Zırhın tüm takımı güç ve hız dolu hissettiriyordu ve Han Sen'in tüm vücudunu
patlayıcı güçle dolu gibi ince ve görkemli gözükmesini sağladı. Işıldayan
metalik parıltıyla, zırh muhteşem ve sağlam bir dokuya sahipti. İlk bakışta,
altın azizler tarafında giyilen eskimiş altın bezlere benziyordu.

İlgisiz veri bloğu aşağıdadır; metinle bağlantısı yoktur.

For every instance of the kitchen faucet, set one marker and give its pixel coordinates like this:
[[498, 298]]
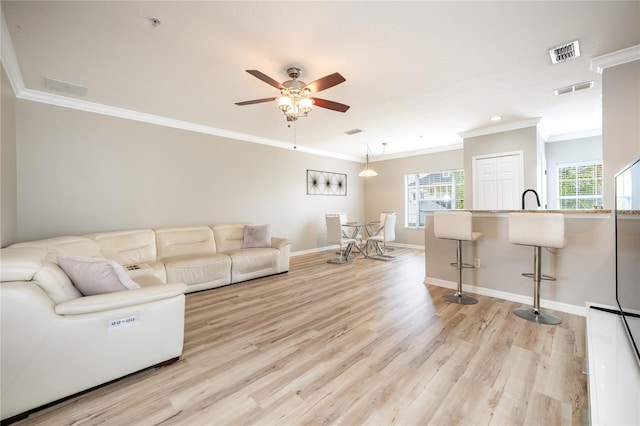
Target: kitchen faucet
[[536, 194]]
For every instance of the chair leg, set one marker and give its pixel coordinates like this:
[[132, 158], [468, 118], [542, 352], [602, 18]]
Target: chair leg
[[535, 314], [458, 297]]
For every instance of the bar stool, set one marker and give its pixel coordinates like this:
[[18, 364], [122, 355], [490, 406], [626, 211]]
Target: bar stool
[[456, 225], [537, 230]]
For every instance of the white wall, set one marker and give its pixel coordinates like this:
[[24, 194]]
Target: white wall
[[525, 140], [569, 151], [81, 172], [8, 179]]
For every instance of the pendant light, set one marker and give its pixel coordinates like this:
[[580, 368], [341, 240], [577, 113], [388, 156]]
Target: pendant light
[[367, 171]]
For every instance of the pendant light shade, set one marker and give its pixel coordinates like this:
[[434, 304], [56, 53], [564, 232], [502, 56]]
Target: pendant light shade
[[367, 171]]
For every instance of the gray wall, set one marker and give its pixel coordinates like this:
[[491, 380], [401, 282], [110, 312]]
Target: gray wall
[[524, 140], [8, 178], [386, 192], [81, 172], [584, 268], [620, 122], [569, 151]]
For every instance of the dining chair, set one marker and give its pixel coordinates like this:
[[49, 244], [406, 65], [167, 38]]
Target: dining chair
[[384, 235], [335, 236]]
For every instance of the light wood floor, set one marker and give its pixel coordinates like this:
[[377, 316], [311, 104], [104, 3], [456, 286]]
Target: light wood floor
[[362, 343]]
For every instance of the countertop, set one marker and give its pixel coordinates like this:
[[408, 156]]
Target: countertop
[[590, 211]]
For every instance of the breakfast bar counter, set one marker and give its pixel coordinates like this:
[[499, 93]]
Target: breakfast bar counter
[[584, 268]]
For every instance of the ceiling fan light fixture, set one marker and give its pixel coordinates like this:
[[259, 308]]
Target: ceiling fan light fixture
[[306, 104], [284, 103], [367, 171]]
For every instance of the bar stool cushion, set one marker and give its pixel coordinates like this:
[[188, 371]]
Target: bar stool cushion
[[454, 225], [537, 229]]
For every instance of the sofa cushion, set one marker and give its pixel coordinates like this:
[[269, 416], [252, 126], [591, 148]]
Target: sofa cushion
[[215, 268], [127, 247], [28, 264], [229, 237], [253, 263], [184, 241], [256, 236], [96, 276], [65, 246]]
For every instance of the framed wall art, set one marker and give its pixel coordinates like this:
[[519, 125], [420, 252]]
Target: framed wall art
[[326, 183]]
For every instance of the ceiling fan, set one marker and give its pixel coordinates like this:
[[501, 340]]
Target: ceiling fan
[[296, 98]]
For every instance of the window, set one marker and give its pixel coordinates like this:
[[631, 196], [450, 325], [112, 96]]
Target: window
[[432, 191], [579, 185]]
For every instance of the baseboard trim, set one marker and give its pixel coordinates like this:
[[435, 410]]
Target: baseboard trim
[[512, 297]]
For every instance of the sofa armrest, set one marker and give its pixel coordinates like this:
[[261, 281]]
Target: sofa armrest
[[120, 299], [279, 243]]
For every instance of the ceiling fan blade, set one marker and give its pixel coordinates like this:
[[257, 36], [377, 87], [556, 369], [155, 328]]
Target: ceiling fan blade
[[325, 82], [255, 101], [336, 106], [265, 78]]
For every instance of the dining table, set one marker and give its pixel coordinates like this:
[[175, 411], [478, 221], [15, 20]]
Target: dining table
[[356, 227]]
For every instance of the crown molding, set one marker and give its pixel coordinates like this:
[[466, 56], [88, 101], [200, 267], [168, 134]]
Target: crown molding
[[572, 136], [11, 67], [599, 63], [531, 122], [442, 148]]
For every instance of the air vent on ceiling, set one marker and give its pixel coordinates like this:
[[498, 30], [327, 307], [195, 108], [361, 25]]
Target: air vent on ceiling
[[353, 131], [565, 52], [574, 88], [63, 86]]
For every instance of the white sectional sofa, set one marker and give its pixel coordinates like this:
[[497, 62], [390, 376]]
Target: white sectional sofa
[[57, 342]]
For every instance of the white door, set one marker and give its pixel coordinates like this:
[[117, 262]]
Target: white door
[[498, 181]]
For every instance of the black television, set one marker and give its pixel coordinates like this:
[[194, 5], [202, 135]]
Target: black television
[[627, 224]]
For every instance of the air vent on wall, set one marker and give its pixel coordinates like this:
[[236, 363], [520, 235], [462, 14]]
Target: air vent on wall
[[565, 52], [353, 131], [574, 88], [63, 86]]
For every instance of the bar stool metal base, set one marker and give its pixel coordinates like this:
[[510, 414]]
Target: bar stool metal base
[[460, 299], [536, 316]]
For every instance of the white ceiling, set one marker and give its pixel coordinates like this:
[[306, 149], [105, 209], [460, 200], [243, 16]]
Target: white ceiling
[[418, 73]]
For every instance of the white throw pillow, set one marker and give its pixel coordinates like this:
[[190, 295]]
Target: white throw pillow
[[256, 236], [93, 275]]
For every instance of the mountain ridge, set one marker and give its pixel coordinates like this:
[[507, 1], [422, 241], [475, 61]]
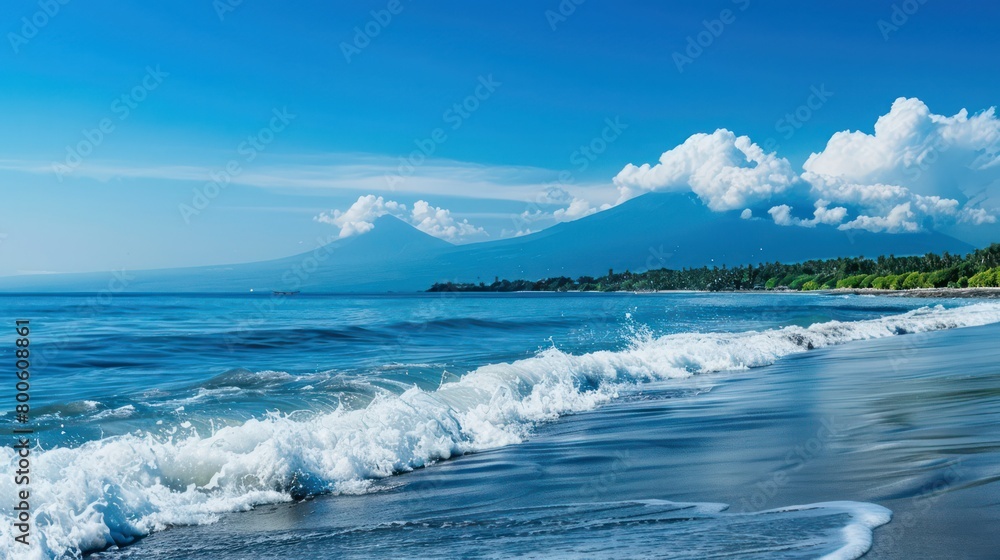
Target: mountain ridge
[[656, 230]]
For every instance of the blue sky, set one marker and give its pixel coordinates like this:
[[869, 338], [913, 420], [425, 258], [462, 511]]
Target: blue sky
[[182, 92]]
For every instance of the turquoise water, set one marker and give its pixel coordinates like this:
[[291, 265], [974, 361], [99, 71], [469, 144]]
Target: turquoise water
[[550, 424]]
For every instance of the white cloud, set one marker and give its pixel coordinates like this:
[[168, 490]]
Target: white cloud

Altın bezle canavar ruh zırhı arasındaki fark, zırhın kafa ve vücudu tamamen
örtmesiydi, sadece farklı parçaların birbiriyle çakıştığı eklem bölgelerinde
birkaç boşluk vardı, tıpkı siyah böceğin kendisi gibi, bu canavar ruhu zırhının
tek zayıf noktasıydı.
Han Sen zırhın içinde etrafta hareket etti ve ağırlık ya da acemilik
duygusu yoktu. Bunun yerine vücudunun biraz daha hafif ve enerji dolu olduğunu
hissetti.
''Gerçekten de bu zırh kutsal kanlı bir canavar ruhu. Çelik Zırh
Barınağında sıkça rastladığım ilkel canavarların ruhlarından çok daha
muhteşem'' Han Sen kendinden geçmişti. İlkel canavar ruhu zırhlarını
kullananları kıskanırdı ve bir gün kutsal kanlı canavar ruhu takımına
kavuşacağını asla düşünmemişti.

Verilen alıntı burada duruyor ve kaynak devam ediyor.